Speak about it and record yourself saying everything that you want for yourself.
These are just some ideas, go with what works best for you but what I will say is you need to record it in some way. There are a few good reasons for this: it sets out your intention and makes it more real in your mind i.e this is what you want to achieve and you are making a commitment to take steps towards it, you can also look back in a few years and track your progress, you can categories your dreams into different focus areas e.g. fitness, family, career, personal and see where there are overlaps and finally it makes it a lot easier to do the next step if you’ve got them written down.
What’s stopping you?
At this stage, you might want to delve into what might prevent you from progressing your dreams, especially if you have tried this before and found that it’s gone nowhere for you. You can do as I did and give yourself a thorough dressing down over some of your limiting behaviours, you can look into whether you need any further help to get you to the next level or you can simply skip this step entirely, I mean why focus on the negatives when we’re all about positive changes, right?

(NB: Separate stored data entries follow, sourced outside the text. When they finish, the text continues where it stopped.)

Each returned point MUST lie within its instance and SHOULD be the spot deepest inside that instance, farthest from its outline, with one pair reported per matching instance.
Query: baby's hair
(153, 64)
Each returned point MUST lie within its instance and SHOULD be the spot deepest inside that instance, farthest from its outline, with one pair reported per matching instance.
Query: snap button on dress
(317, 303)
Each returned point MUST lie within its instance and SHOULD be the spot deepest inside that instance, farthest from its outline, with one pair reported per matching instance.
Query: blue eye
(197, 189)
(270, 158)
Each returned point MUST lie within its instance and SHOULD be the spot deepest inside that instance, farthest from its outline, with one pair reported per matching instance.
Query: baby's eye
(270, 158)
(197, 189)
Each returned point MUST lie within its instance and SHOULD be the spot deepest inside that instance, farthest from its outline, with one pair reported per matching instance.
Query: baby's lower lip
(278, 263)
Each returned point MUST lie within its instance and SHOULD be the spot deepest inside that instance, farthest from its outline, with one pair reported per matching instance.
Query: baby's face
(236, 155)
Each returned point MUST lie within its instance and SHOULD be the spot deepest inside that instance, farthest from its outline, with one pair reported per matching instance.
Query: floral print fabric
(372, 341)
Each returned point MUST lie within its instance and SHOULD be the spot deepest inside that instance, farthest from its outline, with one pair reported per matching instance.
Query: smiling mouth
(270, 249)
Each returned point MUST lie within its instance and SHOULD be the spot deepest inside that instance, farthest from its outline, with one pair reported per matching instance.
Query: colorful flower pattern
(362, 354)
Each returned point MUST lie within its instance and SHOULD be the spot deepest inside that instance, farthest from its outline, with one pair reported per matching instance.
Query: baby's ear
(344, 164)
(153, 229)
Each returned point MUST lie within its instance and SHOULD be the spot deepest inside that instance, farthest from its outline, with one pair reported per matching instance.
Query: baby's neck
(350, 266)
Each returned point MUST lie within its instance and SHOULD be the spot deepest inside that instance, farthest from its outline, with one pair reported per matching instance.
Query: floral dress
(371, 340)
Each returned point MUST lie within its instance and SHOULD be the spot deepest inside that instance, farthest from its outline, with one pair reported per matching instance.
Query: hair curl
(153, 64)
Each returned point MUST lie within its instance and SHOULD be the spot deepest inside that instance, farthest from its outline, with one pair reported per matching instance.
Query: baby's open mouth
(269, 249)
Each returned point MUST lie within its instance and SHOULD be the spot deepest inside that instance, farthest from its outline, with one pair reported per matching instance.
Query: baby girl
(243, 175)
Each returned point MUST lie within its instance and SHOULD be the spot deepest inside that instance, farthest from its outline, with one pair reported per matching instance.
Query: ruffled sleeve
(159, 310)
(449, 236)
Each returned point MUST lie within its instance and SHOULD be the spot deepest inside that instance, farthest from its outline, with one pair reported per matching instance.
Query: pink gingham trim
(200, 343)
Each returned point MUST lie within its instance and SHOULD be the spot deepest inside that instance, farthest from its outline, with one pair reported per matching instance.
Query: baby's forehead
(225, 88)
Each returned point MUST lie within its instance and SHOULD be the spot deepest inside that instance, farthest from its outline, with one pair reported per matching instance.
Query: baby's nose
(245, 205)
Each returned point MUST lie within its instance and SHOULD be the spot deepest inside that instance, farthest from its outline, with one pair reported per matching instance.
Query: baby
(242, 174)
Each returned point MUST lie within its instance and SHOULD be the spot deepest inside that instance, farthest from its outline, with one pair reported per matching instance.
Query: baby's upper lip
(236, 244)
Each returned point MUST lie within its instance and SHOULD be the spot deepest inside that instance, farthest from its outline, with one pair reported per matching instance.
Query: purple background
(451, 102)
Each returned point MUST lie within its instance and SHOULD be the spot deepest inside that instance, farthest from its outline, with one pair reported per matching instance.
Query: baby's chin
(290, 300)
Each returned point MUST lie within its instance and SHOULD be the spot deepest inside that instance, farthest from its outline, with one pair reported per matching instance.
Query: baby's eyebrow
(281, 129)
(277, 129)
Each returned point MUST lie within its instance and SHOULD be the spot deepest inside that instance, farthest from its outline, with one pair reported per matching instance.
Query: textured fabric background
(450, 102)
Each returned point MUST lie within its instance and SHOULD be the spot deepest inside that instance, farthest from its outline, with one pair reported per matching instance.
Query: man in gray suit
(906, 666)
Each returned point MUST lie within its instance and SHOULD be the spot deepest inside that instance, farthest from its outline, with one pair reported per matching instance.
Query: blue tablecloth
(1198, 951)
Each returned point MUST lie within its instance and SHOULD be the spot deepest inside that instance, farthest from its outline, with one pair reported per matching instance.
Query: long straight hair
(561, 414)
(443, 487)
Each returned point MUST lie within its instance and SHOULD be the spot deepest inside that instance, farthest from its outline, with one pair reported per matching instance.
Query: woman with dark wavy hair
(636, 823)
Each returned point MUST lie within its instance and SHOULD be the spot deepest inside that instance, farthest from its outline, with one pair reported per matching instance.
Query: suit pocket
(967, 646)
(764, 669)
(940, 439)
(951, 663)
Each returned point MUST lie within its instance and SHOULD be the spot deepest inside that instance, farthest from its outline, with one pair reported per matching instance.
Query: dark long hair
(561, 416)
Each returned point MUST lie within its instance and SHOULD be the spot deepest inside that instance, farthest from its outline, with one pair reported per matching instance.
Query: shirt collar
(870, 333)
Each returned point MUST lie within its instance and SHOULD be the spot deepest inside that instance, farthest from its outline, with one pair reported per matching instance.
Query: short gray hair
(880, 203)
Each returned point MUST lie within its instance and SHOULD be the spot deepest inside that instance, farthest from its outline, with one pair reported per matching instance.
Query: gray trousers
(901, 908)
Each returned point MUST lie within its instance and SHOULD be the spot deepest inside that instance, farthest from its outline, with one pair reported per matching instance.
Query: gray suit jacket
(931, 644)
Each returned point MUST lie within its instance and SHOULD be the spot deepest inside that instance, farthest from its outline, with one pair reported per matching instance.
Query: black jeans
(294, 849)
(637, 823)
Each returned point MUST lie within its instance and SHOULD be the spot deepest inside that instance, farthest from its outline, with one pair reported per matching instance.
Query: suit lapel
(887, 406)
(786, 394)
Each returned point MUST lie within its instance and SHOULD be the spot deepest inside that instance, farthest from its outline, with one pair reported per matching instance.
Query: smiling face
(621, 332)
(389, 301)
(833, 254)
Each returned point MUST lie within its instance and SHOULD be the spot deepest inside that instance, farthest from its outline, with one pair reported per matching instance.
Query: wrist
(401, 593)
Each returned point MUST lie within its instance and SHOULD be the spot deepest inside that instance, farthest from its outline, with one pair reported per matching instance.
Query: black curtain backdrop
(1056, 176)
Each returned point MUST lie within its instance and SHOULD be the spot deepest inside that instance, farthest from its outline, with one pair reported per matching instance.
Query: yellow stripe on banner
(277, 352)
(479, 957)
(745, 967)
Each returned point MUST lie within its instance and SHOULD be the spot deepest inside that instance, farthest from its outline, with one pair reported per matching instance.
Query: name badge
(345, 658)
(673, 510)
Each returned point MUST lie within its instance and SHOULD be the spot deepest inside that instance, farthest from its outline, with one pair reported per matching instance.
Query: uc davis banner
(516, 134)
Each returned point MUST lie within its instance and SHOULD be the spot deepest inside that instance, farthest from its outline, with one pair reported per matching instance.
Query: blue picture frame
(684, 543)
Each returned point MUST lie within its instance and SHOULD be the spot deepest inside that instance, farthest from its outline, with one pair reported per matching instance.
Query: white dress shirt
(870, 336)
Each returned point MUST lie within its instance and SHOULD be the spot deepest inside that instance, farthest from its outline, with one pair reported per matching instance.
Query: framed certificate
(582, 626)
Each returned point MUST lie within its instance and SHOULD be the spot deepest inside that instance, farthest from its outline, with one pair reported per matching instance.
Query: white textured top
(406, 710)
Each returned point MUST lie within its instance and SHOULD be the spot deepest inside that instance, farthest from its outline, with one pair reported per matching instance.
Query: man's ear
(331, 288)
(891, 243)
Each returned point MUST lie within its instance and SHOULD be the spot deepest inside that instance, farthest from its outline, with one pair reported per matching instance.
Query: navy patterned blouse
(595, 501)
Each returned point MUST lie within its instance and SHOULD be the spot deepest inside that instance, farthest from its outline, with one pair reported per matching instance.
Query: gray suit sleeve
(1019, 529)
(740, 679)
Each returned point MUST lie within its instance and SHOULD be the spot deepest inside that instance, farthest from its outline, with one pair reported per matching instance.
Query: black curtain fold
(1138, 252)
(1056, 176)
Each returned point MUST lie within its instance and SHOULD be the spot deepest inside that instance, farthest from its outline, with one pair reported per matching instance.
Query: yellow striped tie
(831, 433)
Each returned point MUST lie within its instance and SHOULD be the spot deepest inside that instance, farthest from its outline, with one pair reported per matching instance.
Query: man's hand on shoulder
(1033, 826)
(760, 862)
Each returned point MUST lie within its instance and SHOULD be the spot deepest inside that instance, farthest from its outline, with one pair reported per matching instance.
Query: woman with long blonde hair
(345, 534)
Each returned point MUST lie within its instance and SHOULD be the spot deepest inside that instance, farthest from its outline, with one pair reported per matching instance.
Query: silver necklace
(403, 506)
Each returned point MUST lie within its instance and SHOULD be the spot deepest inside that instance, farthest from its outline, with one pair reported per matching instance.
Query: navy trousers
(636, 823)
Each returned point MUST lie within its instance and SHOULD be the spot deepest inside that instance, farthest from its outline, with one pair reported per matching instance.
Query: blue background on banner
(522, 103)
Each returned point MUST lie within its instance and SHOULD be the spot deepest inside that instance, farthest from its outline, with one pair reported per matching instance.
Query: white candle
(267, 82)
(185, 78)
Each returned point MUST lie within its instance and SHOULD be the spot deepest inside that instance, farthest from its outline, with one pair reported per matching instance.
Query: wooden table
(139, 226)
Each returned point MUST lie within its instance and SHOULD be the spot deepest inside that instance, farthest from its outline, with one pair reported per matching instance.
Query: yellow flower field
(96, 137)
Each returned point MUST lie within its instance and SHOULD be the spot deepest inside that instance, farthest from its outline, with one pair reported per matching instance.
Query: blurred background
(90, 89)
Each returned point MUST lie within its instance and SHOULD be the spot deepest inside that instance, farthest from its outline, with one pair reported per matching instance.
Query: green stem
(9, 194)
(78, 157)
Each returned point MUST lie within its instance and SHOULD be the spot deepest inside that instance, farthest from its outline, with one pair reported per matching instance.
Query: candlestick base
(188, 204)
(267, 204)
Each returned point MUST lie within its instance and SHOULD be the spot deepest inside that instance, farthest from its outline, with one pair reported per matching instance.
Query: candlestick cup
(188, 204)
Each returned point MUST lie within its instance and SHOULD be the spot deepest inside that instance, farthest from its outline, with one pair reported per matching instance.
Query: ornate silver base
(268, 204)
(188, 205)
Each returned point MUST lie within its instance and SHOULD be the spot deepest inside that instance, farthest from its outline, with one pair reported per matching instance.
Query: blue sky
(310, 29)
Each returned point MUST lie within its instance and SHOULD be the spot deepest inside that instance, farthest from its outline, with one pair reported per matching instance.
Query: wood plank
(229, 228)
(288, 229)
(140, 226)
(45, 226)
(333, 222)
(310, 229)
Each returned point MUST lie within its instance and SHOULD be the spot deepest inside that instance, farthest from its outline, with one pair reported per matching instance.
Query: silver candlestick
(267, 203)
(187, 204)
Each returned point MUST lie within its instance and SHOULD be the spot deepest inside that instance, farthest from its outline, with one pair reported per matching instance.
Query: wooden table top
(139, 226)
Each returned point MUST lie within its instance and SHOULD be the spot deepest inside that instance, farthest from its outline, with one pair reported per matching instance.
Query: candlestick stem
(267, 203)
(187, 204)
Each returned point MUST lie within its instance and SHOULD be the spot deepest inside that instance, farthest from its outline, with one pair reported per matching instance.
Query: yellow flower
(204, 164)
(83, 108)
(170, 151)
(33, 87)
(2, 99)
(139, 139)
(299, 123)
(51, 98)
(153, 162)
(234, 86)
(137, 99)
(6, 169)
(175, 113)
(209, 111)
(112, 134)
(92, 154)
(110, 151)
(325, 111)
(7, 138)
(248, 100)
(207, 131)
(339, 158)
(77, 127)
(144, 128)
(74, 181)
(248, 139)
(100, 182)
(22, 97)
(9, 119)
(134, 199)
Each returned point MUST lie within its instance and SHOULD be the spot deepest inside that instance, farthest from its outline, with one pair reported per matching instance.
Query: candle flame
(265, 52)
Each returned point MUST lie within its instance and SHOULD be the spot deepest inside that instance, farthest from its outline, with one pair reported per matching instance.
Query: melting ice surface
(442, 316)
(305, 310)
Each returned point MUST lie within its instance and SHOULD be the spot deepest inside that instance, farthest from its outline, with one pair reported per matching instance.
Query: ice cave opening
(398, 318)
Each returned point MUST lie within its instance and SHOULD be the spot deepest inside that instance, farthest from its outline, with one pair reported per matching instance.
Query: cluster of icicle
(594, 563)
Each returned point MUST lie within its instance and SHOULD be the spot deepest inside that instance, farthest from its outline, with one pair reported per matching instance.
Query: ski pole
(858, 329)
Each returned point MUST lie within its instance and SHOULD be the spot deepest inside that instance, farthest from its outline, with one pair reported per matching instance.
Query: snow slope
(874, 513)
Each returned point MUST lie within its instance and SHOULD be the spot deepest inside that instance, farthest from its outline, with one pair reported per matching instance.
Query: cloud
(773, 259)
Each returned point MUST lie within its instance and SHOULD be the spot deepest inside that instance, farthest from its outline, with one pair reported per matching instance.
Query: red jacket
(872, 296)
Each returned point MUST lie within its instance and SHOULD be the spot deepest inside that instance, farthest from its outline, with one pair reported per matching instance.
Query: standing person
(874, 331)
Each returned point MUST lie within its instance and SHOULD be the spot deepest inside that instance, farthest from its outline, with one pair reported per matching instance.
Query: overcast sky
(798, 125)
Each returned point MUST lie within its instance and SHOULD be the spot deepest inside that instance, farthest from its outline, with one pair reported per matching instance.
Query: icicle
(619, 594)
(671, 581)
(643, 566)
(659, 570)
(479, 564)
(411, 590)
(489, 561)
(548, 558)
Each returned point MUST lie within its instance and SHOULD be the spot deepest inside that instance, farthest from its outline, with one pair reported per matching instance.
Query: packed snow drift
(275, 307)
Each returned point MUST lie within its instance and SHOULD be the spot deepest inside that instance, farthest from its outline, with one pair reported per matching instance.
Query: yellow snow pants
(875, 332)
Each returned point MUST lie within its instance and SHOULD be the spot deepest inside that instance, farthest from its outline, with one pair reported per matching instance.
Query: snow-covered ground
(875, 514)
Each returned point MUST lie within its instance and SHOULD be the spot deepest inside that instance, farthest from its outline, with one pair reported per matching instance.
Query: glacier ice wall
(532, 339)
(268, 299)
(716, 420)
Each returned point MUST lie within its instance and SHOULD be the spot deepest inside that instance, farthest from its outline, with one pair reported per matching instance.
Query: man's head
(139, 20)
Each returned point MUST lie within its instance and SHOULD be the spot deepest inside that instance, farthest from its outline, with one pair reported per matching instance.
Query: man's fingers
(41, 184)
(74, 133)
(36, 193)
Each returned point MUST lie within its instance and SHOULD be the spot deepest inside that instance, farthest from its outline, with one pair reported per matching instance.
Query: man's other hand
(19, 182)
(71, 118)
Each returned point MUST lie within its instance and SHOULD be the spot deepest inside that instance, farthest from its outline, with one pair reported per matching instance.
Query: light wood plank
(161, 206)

How to turn a dream into a reality
Now we’ve arrived at the most important stage, which you definitely can’t skip under any circumstances as it’s going to become your road map for realising your dreams, and it's all about goal setting. A dream without goals is just a dream, it’ll probably never happen and remain destined to gather dust in the bottom drawer. Goals are your road map for reaching your destination, although I prefer not to think of dreams as having an end point but other than that it’s a good enough analogy.
Once you have your goals, you will need to break them down further into targets or steps long the way and that’s super important because the targets are the things we can shoot for and ticking them off releases happy hormones in our brain which keeps us on track… one step closer to the dream and all that.
Here’s an example of what it looks like:
DREAM: one day I’m going on that Caribbean cruise
GOAL: save up enough money to make it happen
TARGETS: by the end of January, I will have saved £100. In February I will book the time off work. By Easter I will have saved £500…. Get the picture?
What have you noticed about those targets? They are SMART – Specific, Measurable, Achievable, Realistic and Timely – remember that from school? It’s so important though because that’s how they get ticked off and that’s how you get closer to your goals. If you set yourself something with no road map to achieve it then you've failed before you’ve even started and your motivation to make it happen will take a nosedive. And that is the reason why so many New Year's resolutions end up in the bin before the end of January!
So what if your dreams are so unrealistic that you can’t even generate immediate goals from them? Don’t allow this to be a limiting factor, just keep breaking them down until you have something you can work with. The goal might be to make a million so decide when you want to do that by and if it’s in 10 years then work on what you need to work on in the next 10 years to get closer to making that happen.
It’s also OK to put some dreams on the back burner for now while you focus on what’s immediately important to you. In fact, I would strongly suggest organising your dreams into order of priority and looking at them to see if there is any overlap or if any of them are dependent on others coming to fruition first. Don’t try and take on the world in one go, just have a play about with this and review it in a few months’ time – you might be doing so well that you can change the world by then, who knows?
This January, why not give this a go and see if you make something happen? And if you do, then I would truly love to hear about it.